The breakdown of answers given over the years is illuminating–and disturbing. Here is how 2008 broke down:
—–Almost always 8.6%
—–Often 22.4%
—–Sometimes 39.1%
—–Seldom 22.9%
—–Never 6.9%
Those numbers are disappointing, but most educators probably aren’t surprised that more than two-thirds of high school seniors don’t recognize the value of what they have to learn. Maybe the low rating is just an expression of their feelings toward having to do the work rather than their genuine assessment of its meaningfulness.
Here is where the significance of longitudinal comparisons come in. Just a few years earlier, things weren’t so bad. Here are the numbers for 2001.
—–Almost always 10.2%
—–Often 26.0%
—–Sometimes 41.5%
—–Seldom 19.0%
—–Never 3.3%
Note how much the top and bottom figures have changed. From 2001 to 2008, the combined “Almost always” or “Often” rate went down five percentage points, 36.2 percent to 31 percent. At the same time, the combined “Seldom” or “Never” rate went up 7.5 points, 22.3 percent to 29.8 percent.
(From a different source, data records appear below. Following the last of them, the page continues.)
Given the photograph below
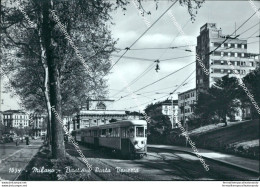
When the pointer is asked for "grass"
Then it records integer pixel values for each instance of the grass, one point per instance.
(230, 139)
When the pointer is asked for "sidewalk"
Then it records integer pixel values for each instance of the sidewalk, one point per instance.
(12, 165)
(235, 161)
Go back to 1983 and the trend lengthens. Back then, “Almost always” and “Often” took in 40.2 percent, “Seldom” and “Never” 18.3 percent.
More and more, then, the “meaningful” factor is dropping. Why?
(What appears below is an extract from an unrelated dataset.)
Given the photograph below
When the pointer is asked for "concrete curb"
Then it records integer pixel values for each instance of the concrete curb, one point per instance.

In this article in Educational Horizons, entitled “Toward a Connected Core Curriculum,” William G. Wraga blames it on a core curriculum that breaks subjects up into discrete pieces that students can’t put together into a coherent vision of education. I attribute it to changes in the out-of-school lives that kids lead, specifically, the extension of social life to all hours of the day and night enabled by digital tools, which draws an ever-sharper division between in-class and out-of-class activity.
But whatever the cause, the declining meaningfulness-factor adds yet another burden to teachers. Not only do they have to teach a subject matter, but they have to plant the conviction that their subject matter really matters. They can’t rely on students entering their classrooms believing, “Yeah, this stuff is important, even if I don’t wanna learn it.” Less and less do teens make the connection between a 19th-century short story and their daily lives, between World War II and career ambitions, Black Holes and the upcoming party . . .
This is more than just the old burden of “relevance.” It may signal a new estrangement from more parts of the curriculum, and I don’t know if laptops in classrooms, more lessons in contemporary culture and youth issues, letting students pick their own books to read, and more collaborative learning are going to do one thing to stop it.